UK President Eli Capilouto

Q: You’ve made a commitment to the undergraduate experience on campus. What’s next in this endeavor?

A: We’re working to expand and improve our honors experience. We also want to expand scholarships, living learning communities such as A&S Wired, and other innovations.

Q: The Board of Trustees passed Phase I of the privatized housing plan. When can we expect it to consider Phase II (in which almost all of UK’s dorms would be transferred to Education Realty Trust)?

A: I want to move as rapidly as possible because we have severe excess demand for housing. We need the approval of this by the General Assembly … by April.

Q: What feedback have you heard on the housing plan, both positive and negative?

A: It’s mostly been positive.  But the way this is structured we are paying property taxes. But it’s still cheaper than doing it (building) ourselves. To address another concern, the historic dorms are staying.

Q: How will the state budget cuts affect UK?

A: I do regret the cuts. Dealing with expenditures in our state is still very challenging (since the recession). Some states are bouncing back, but we don’t have the luxury here yet. Continued state budget cuts do put pressure on tuition.

Q: Regarding the Student Forum held last Wednesday, what concerns were addressed that are now on your radar (such as accessibility on campus)?

A: I had heard about advising before. I think we need to take a closer look at that. In regard to accessibility, some areas, such as the quad, are not handicap accessible. Installing elevators in some of these older buildings would be enormously expensive. We’re making sure our new facilities are accessible.

Q: The last administration focused heavily on the Top 20 Business Plan. Are you focused on that?

A: The best way to advance our rankings is to enhance the undergraduate experience. Graduation rates are consistently used as a measure. All the things we’re doing will move those measures, but we’re doing it for the right reasons. We want to put students first, not just go up in the rankings. We have a responsibility to the General Assembly, but we’ve added some additional paths for getting there.

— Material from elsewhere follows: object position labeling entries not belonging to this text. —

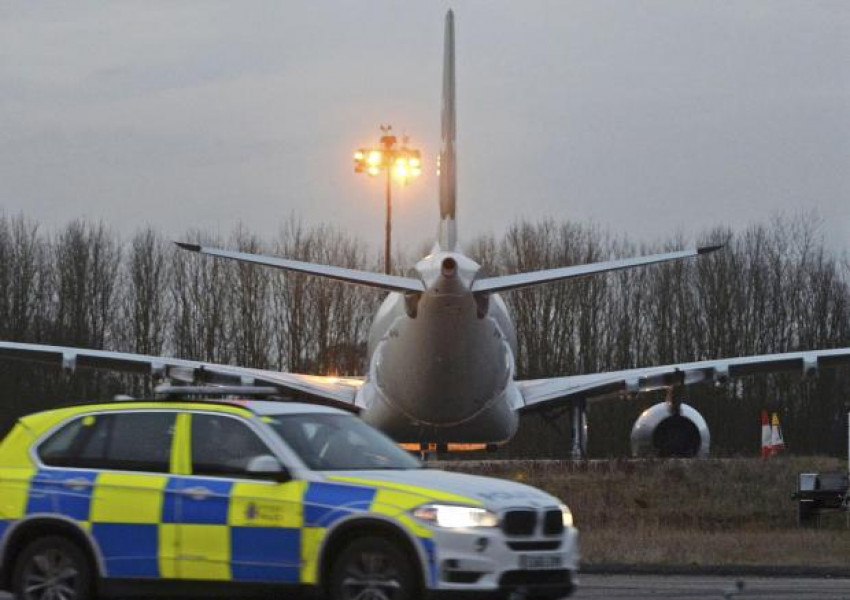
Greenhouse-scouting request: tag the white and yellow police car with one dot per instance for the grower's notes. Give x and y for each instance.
(225, 498)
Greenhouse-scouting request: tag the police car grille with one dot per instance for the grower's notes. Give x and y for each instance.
(533, 546)
(519, 522)
(553, 522)
(536, 579)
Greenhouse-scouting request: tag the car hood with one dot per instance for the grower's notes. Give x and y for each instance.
(456, 488)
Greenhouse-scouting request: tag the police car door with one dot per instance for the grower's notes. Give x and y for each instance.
(113, 469)
(236, 526)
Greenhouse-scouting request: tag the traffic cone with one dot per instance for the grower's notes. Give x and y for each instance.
(777, 444)
(766, 434)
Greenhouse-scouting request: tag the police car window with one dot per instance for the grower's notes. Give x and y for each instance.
(336, 442)
(125, 441)
(223, 446)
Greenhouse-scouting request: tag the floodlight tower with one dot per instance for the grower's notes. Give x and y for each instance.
(402, 162)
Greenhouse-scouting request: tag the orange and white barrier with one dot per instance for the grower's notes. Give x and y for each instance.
(766, 434)
(772, 441)
(777, 443)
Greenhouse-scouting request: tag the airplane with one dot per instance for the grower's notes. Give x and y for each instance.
(441, 367)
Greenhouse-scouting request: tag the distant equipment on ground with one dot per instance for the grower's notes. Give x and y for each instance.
(818, 493)
(822, 492)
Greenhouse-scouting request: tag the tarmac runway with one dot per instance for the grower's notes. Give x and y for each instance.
(700, 587)
(687, 587)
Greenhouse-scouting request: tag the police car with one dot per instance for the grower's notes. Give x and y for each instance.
(221, 498)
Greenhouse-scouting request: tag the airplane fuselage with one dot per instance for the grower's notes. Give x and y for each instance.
(441, 363)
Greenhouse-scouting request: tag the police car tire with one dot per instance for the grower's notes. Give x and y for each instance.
(396, 561)
(83, 582)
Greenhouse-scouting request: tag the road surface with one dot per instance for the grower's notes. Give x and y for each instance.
(644, 587)
(684, 587)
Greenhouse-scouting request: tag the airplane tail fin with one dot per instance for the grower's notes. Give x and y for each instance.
(448, 158)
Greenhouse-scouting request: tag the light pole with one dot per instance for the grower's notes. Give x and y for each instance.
(401, 162)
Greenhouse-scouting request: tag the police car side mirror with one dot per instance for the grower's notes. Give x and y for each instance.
(267, 467)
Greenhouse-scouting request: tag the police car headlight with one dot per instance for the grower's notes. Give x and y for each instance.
(453, 516)
(566, 515)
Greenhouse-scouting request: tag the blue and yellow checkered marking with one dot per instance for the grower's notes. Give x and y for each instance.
(49, 493)
(240, 531)
(129, 550)
(325, 503)
(266, 554)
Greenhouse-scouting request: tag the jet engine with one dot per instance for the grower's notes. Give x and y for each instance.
(670, 430)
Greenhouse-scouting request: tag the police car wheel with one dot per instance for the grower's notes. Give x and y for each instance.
(372, 569)
(52, 568)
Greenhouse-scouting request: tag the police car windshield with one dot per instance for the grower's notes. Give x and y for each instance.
(335, 442)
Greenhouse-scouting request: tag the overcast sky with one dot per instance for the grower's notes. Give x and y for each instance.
(646, 118)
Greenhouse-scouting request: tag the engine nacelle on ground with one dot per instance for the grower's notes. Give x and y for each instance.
(660, 432)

Q: UK has been ranked low in diversity. You came from Alabama, which has a tumultuous history with diversity. How do you plan to improve diversity here?

A: I think increasing the number of minority groups, more international students and more black faculty are all example of progress. I’ve asked (Vice President for Institutional Diversity) J.J. Jackson to work with me on enhancing programs. We’ve taken some very good steps. I would like to continue that momentum.

Q: When it comes to implementing changes at UK, did you think of it as a blank slate or how did you build on what was already here?

A: I never looked at it as a blank slate, and I think if I did it would be a disservice to the people here who have made things happen. Nobody could tell you one person made all that possible. Great things are going on here on campus.

Q: What do you think of Kentucky overall?

A: We’ve been pretty honest with ourselves in developing systems of accountability. It’s always about people. People are great. It’s pretty neat to re-pot yourself and have a positive experience.

Q: What has been your biggest challenge as president so far?

A: Beating Tennessee. I did in one semester what hadn’t been done in 26 years.

Q: But beside that?

A: It’s been hard consuming so much information and so much history so quickly.

Q: If you turn on your iPod, what are the first three songs you see?

A: 1. “Empire State of Mind,” 2. “All I Do Is Win,” 3. “Sandstorm (Radio Edit).” It’s my exercise mix.